Categories
At a glance
The categories
task assigns to an input document individual nodes within a hierarchical taxonomy. For example, in the text:
IBM announces new advances in quantum computing.
examples of categories extracted are technology and computing/hardware/computer
and technology and computing/operating systems
, nodes respectively at level 3 and level 2 in a hierarchical taxonomy.
This model differs from the classification model in that training starts from a set of seed phrases associated with each node in the taxonomy, and does not require labeled documents.
Class definition |
---|
watson_nlp.workflows.categories.esa_hierarchical.ESAHierarchical |
For language support, see Supported languages.
The motivation for the implementation is based on Hierarchical Dataless Classification by Song & Roth, AAAI 2014, see algorithm details for implementation details.
Pretrained models
Model names are listed below.
Model ID | Container Image |
---|---|
categories_esa-workflow_lang_en_stock | cp.icr.io/cp/ai/watson-nlp_categories_esa-workflow_lang_en_stock:1.4.1 |
The models have been tested on data from news reports and general web pages.
For details of the Categories
type system, see Understanding model type systems.
Running models
The Categories model request accepts the following fields:
Field | Type | Required Optional Repeated |
Description |
---|---|---|---|
raw_document |
watson_core_data_model.nlp.RawDocument |
required | The input document on which to perform Categories predictions |
explanation |
bool |
optional | Boolean flag indicating whether or not explanations should be computed and returned |
limit |
int32 |
optional | The maximum number of predicted categories. If not specified then the limit on the number of predicted categories defaults to 3 |
Example requests
REST API
curl -s \
"http://localhost:8080/v1/watson.runtime.nlp.v1/NlpService/CategoriesPredict" \
-H "accept: application/json" \
-H "content-type: application/json" \
-H "Grpc-Metadata-mm-model-id: categories_esa-workflow_lang_en_stock" \
-d '{ "raw_document": { "text": "A solicitor from Loughborough is delighted when she gets the chance to take part in the final of Bake Off. However, her chances are scuppered when she finds out her arch rival is also going to compete.
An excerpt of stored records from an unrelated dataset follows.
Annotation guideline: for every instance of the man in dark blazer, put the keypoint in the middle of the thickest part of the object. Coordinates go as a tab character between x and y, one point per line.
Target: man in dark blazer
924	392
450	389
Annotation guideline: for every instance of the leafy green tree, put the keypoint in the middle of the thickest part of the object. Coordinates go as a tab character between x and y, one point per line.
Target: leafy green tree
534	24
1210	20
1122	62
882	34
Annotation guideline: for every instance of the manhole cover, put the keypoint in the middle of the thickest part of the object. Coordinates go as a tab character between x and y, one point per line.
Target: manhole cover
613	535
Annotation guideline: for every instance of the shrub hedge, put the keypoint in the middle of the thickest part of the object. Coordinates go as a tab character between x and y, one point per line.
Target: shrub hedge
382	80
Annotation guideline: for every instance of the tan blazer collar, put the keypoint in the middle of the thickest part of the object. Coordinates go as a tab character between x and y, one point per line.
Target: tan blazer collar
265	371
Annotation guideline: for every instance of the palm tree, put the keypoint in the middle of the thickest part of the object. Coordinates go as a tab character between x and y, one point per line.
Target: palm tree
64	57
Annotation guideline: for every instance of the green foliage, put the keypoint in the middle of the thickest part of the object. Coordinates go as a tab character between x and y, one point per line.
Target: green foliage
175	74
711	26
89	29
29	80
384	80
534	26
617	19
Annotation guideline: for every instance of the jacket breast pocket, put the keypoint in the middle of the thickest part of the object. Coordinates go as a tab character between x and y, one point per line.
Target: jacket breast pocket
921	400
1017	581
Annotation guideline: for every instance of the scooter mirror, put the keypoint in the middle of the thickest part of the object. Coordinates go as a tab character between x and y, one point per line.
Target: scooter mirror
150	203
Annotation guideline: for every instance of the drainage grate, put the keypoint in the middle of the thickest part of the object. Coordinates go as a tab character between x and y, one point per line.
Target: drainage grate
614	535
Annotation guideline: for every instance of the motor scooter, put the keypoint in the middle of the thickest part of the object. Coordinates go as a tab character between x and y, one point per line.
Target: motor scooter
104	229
Unexpectedly, the solicitor is bitten by a zombie and therefore is disqualified from competing." }, "explanation": true, "limit": 2 }'
Response
{"categories":[
{"labels":[
"food & drink",
"desserts and baking"
],
"score":0.74634,
"explanation":[{"text":"bake"}
]
},
{"labels":[
"sports",
"field hockey"
],
"score":0.599151, "explanation":[{"text":"chances"}
]
}
],
"producerId":{
"name":"Categories ESA Workflow",
"version":"1.0.0"
}
}
Python
import grpc
from watson_nlp_runtime_client import (
common_service_pb2,
common_service_pb2_grpc,
syntax_types_pb2,
)
channel = grpc.insecure_channel("localhost:8085")
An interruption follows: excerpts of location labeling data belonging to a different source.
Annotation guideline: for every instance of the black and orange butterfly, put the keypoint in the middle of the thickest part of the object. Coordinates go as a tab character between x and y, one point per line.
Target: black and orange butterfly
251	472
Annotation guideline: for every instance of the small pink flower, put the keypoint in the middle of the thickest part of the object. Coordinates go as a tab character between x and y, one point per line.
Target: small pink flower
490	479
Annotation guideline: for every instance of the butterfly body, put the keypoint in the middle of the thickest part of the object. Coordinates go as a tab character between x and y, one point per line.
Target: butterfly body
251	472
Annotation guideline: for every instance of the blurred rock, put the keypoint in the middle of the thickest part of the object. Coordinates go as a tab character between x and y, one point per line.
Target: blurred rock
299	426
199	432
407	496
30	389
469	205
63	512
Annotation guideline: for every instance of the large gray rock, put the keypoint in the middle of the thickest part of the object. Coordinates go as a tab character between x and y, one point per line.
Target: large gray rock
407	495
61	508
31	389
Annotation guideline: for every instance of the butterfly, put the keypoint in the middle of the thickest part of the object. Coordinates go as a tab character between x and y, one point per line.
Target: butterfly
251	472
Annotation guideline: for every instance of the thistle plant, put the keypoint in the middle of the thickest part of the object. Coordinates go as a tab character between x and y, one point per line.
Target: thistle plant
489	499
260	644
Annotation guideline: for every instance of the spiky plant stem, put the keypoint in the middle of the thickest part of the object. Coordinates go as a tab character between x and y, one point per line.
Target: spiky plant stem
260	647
stub = common_service_pb2_grpc.NlpServiceStub(channel)
request = common_service_pb2.CategoriesRequest(
raw_document=syntax_types_pb2.RawDocument(text="A solicitor from Loughborough is delighted when she gets the chance to take part in the final of Bake Off. However, her chances are scuppered when she finds out her arch rival is also going to compete. Unexpectedly, the solicitor is bitten by a zombie and therefore is disqualified from competing."),
explanation=True,
limit=2
)
response = stub.CategoriesPredict(
request, metadata=[("mm-model-id", "categories_esa-workflow_lang_en_stock")]
)
print(response)
Response
categories {
labels: "food & drink"
labels: "desserts and baking"
score: 0.74634
explanation {
text: "bake"
}
}
categories {
labels: "sports"
labels: "field hockey"
score: 0.599151
explanation {
text: "chances"
}
}
producer_id {
name: "Categories ESA Workflow"
version: "1.0.0"
}
When to use Categorization instead of Classification?
Categorization models work well in use cases where documents can be mapped to taxonomy nodes based on general knowledge topics discussed in the document, where these general topics have a good representation in Wikipedia. Categorization is not expected to work well in use cases that are very domain specific (with little or no representation in Wikipedia) or that require interpretation beyond general topics. For example, tasks such as sentiment or emotion classification are not a good match for Categorization models.